The Sundance Film Festival, January 20–30 in Park City, Utah, gets back to its indy roots this year with 40 of 115 features by rookie directors. Some of our favorite films of late—Riding Giants, The Cove, Restrepo—have broken out here. These are the documentaries we'll be watching this year.
If a Tree Falls: A Story of the Earth Liberation Front:
Filmmaker Marshall Curry tails Daniel McGowan as he stands trial along with other ELF members for burning an Oregon logging office in 2001. The picture debates whether the ELF's crimes were mere arson or terrorism and, thanks to archival footage, provides a history of the real monkey-wrench gang.
The Last Mountain:
Three West Virginia waitresses lead a small group of citizen activists trying to prevent the multi-billion-dollar Massey coal company from ripping up a mountain in their backyard. Soon enviro heavyweight Robert F. Kennedy Jr. pitches in, and David fights Goliath to a standoff.

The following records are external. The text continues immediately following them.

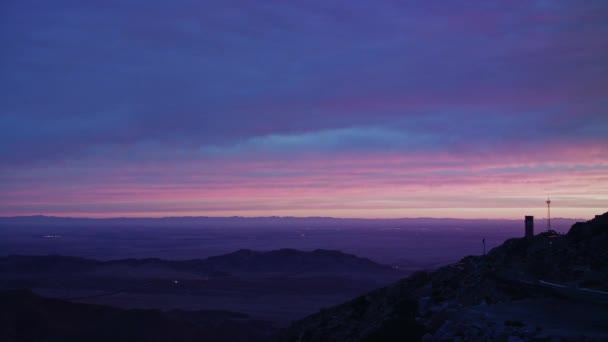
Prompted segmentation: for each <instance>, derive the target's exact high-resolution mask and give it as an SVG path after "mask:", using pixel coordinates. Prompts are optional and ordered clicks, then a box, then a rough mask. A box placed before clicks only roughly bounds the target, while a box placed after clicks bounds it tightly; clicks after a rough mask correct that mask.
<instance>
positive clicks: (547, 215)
mask: <svg viewBox="0 0 608 342" xmlns="http://www.w3.org/2000/svg"><path fill="white" fill-rule="evenodd" d="M545 203H547V231H549V230H551V199H550V198H549V197H547V202H545Z"/></svg>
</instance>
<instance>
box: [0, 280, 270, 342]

Directed by Bill Haney.
Among the most hyped of the festival, this film by James Marsh—Man on Wire—tells the story of Nim, a chimpanzee reared by humans. Marsh interviews the people who helped raise Nim and airs rare archival footage. "Nim's reaction to seeing a member of his own species is truly remarkable," says Marsh, "and actually quite upsetting."